AJ: I do have the take that we haven‘t really seen a sophisticated approach on gamification from a business perspective yet. At the moment, there is no top-class design company like IDEO who is pushing that way of gamification. However, in some sense they [IDEO] have been doing that for years and years in a way; they have employed different design disciplines and they have put design and user experience first. In such a way you are ―forced‖ to think about different ways to motivate people and different ways to create experiences. Also, another example is toys; if you design toys then you gamify objects in a way.

So I do think that this gamification we are discussing today is, if not a bubble, an opportunistic concept that is used without understanding of the whole toolset and probably without understanding much about design anyway. But that of course does not mean that they couldn‘t create something interesting; the pace in online business is fast and if you just manage to produce solutions something interesting might come up and in the process we might have a much clearer definition of gamification. Those are basically my thoughts.

CI: Alright, one last question. So far we have been witnessing gamification solution very closely tied to social media; so can we gamify anything?

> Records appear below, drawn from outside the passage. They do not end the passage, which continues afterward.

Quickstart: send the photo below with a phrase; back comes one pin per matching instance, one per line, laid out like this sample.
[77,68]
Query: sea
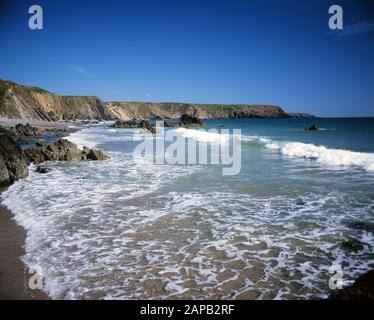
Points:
[297,221]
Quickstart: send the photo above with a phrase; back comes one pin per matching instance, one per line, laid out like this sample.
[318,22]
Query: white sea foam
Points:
[131,229]
[321,154]
[202,135]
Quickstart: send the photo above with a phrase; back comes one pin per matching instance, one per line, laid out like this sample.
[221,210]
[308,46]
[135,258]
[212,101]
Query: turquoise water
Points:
[128,228]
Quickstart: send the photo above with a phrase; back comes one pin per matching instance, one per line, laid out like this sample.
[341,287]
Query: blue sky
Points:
[207,51]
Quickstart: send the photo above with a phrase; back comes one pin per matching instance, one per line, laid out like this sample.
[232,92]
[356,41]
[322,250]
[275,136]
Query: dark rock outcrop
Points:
[23,132]
[362,288]
[62,150]
[41,169]
[300,115]
[188,120]
[168,124]
[133,124]
[13,162]
[313,127]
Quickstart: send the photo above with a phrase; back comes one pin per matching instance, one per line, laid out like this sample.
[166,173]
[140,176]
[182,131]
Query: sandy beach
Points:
[13,273]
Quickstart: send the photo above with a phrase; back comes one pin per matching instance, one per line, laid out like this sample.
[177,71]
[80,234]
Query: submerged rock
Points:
[313,127]
[23,132]
[41,169]
[62,150]
[95,154]
[188,120]
[13,162]
[133,124]
[353,245]
[362,288]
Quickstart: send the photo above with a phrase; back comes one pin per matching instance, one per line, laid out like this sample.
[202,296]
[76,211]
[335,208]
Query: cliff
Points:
[149,110]
[25,102]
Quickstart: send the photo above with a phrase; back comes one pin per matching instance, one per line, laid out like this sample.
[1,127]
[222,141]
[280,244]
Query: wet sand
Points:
[13,273]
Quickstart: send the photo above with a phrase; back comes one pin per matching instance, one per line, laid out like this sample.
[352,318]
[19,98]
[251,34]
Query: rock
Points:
[41,169]
[133,124]
[120,124]
[27,130]
[362,288]
[353,245]
[168,124]
[145,125]
[62,150]
[13,162]
[313,127]
[187,120]
[96,154]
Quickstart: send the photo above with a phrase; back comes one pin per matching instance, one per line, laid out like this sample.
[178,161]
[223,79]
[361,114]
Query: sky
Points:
[206,51]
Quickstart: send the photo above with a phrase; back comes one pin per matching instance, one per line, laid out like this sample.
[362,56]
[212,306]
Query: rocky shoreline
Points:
[14,165]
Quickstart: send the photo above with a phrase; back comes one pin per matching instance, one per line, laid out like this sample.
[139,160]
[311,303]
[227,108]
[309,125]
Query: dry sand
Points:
[13,273]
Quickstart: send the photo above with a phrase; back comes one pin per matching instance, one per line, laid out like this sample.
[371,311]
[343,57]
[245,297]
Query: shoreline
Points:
[13,272]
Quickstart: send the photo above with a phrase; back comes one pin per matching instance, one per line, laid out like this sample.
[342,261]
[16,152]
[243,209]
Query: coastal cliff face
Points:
[130,110]
[13,162]
[24,102]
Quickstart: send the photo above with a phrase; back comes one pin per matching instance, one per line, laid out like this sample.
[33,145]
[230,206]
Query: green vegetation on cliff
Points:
[36,103]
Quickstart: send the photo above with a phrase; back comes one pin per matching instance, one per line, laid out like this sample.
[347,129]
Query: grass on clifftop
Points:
[3,89]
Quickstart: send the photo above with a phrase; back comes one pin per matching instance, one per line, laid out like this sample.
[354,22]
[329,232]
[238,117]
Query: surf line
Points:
[151,310]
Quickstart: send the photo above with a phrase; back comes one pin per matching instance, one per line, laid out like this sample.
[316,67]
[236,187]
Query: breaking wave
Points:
[321,154]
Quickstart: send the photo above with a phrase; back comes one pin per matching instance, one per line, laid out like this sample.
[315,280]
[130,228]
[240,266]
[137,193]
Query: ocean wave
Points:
[321,154]
[202,135]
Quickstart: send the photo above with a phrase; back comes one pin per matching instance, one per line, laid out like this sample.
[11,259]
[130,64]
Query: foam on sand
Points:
[321,154]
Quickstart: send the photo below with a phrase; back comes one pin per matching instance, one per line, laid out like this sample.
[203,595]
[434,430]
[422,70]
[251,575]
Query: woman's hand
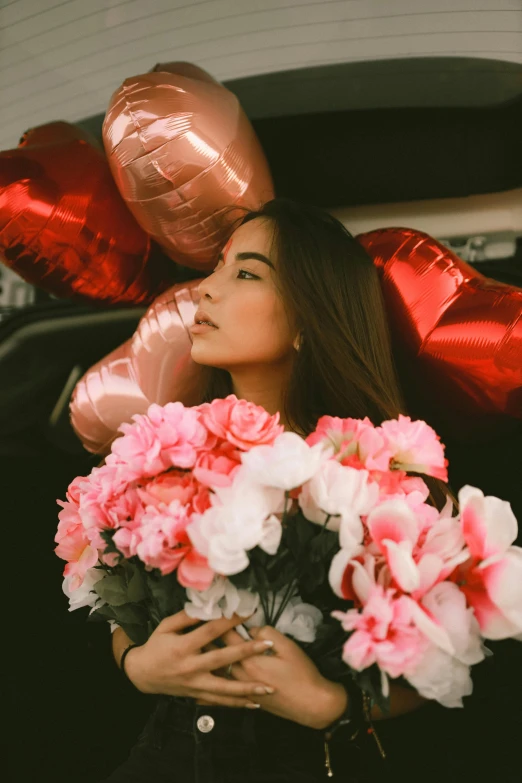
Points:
[172,663]
[301,694]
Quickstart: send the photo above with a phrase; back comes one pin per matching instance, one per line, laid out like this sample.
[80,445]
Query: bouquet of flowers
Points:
[217,510]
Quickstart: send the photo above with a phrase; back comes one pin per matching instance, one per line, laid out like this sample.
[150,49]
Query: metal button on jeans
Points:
[205,723]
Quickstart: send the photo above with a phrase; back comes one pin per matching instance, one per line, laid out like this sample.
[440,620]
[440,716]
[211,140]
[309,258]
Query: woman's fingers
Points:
[221,658]
[233,688]
[211,699]
[212,630]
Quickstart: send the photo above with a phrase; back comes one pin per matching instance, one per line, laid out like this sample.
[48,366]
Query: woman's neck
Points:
[265,389]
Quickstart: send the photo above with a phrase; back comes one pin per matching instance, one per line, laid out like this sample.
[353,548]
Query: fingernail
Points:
[262,646]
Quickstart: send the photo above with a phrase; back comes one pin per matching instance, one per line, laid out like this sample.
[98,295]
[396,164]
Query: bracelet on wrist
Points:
[122,660]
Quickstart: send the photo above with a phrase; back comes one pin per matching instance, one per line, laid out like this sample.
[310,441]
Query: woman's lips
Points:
[201,328]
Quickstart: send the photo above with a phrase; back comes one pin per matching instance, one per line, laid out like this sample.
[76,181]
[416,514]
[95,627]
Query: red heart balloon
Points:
[182,153]
[64,226]
[458,333]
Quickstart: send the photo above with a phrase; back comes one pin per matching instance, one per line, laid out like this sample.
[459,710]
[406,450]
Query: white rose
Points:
[84,595]
[442,677]
[286,464]
[342,492]
[298,619]
[221,599]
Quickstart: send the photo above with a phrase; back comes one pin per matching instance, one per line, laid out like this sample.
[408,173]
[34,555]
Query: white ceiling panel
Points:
[64,60]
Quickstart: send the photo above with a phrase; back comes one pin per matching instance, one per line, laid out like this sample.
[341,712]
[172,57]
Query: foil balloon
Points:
[186,160]
[457,332]
[154,365]
[64,226]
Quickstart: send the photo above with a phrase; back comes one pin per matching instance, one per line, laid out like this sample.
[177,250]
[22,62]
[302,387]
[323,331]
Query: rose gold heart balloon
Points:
[153,366]
[183,152]
[64,226]
[458,332]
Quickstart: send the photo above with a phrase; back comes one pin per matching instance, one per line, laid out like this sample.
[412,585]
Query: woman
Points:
[292,318]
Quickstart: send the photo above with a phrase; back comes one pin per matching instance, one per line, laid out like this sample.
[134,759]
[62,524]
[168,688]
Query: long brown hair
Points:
[332,293]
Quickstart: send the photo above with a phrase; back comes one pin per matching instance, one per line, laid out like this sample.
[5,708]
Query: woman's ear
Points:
[298,342]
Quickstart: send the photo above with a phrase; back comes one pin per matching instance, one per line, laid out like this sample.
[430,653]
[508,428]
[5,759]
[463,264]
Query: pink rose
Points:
[491,578]
[240,422]
[217,468]
[415,447]
[74,545]
[384,633]
[176,485]
[355,442]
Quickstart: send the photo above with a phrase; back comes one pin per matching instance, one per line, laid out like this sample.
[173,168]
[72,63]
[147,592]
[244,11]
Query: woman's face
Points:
[242,301]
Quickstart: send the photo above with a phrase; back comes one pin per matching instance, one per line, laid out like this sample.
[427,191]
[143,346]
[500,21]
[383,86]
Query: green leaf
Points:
[112,589]
[136,589]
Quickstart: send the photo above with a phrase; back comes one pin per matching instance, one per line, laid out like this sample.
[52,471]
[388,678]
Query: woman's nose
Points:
[203,289]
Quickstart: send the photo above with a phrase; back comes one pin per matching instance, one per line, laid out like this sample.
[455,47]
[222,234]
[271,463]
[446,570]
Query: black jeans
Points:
[186,743]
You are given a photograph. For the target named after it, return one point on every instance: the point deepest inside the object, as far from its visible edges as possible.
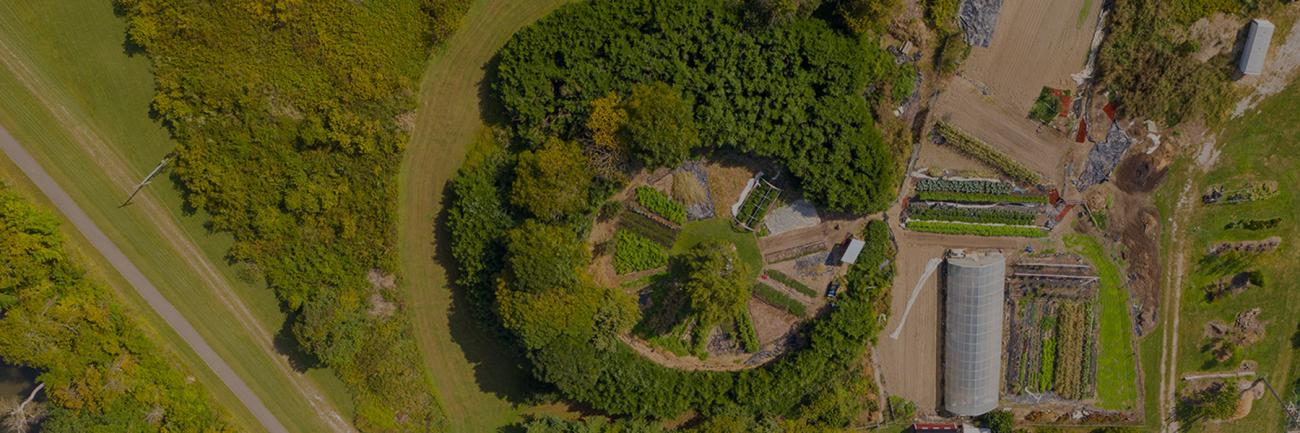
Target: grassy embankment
(79, 104)
(1117, 375)
(1255, 147)
(477, 376)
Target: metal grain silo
(973, 332)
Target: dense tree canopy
(553, 181)
(714, 281)
(661, 125)
(102, 369)
(545, 256)
(792, 92)
(290, 117)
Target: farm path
(479, 380)
(164, 308)
(115, 165)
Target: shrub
(976, 229)
(779, 299)
(791, 282)
(980, 151)
(633, 252)
(661, 204)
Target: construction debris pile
(1104, 157)
(978, 20)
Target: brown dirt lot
(1036, 43)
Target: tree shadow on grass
(498, 363)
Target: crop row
(648, 228)
(980, 151)
(980, 198)
(970, 215)
(661, 204)
(779, 299)
(963, 186)
(633, 252)
(791, 282)
(976, 229)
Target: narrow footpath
(137, 280)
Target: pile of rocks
(1104, 157)
(978, 20)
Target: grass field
(1260, 146)
(720, 229)
(79, 104)
(1117, 368)
(479, 377)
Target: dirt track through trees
(475, 376)
(138, 281)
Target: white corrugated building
(973, 332)
(1256, 47)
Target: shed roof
(1256, 50)
(850, 254)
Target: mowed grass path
(1117, 367)
(1264, 144)
(79, 104)
(479, 376)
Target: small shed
(852, 251)
(1256, 47)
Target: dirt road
(138, 281)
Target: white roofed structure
(1256, 50)
(973, 332)
(852, 251)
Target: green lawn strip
(779, 299)
(87, 74)
(791, 282)
(1117, 384)
(976, 229)
(1261, 146)
(720, 229)
(979, 198)
(479, 376)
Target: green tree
(999, 421)
(714, 281)
(866, 16)
(545, 256)
(661, 125)
(553, 181)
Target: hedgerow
(791, 92)
(982, 198)
(976, 229)
(661, 204)
(980, 151)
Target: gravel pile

AJ: Formally I think yes. Of course it relates to what I said earlier, that gamification techniques and design solutions should ideally align with the more utilitarian use of a service or a product. If you don‘t start from an origin or intent and motivation of use then you are not really practicing gamification, you are designing games. You must have some existing thing that you want to gamify in order to be consistent with this thinking. I do think that in theory you can gamify pretty much anything, but I don‘t know if it will work, if it will be socially acceptable, or ethical? All these questions arise. You could for example gamify something atrocious like an undertaker‘s job, but I think that would be socially and ethically suspicious.